Presenter will provide examples of classifier handshapes and their use in ASL through handouts and DVD clips of native signers. Presenter will reinforce concepts with linguistic terminology and model discussing the topic. Presenter will provide DVD text that participants will identify classifiers used by model. Presenter will provide handouts that have English text that participants will translate into ASL sentences focusing on classifier use. Participants will have group work to practice skills instructed and then discuss their experience using linguistic language instructed and modeled.
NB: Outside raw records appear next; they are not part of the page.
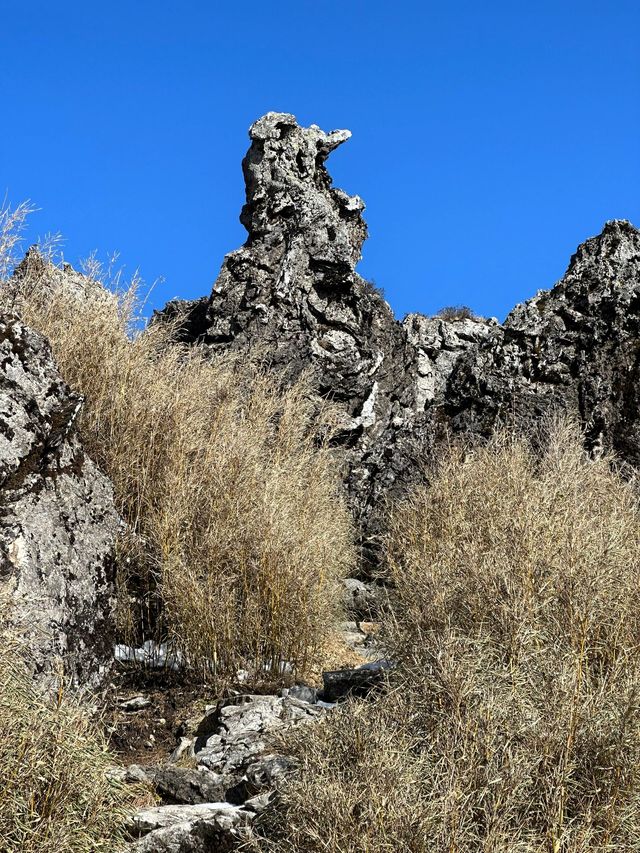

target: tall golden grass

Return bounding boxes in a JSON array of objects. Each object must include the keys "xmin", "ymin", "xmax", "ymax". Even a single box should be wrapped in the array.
[
  {"xmin": 4, "ymin": 208, "xmax": 354, "ymax": 679},
  {"xmin": 252, "ymin": 423, "xmax": 640, "ymax": 853},
  {"xmin": 0, "ymin": 616, "xmax": 139, "ymax": 853}
]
Layers! The interdisciplinary Study of Animation and ASL

Wink has studied the field of cartoon animation and computer generated images to find application for sign language interpreters. The process that animators go through to create their work of art is strikingly similar to how ASL images can be created and depicted. Animators often spend hours studying how objects work, move, look, and are expressed in order to deliver life-like attributes to them. If interpreters study these same techniques, they can finally produce work that sees the message through the lens of an animator rather than the filter of spoken English, exemplifying the adage “show, don’t tell.”Interpreters are often stumped when an object is introduced and they are stymied by how to begin to depict it. Following the concepts of animation, we find that they build objects in layers. This process allows animators to build the object section by section to give it a more 3D appeal.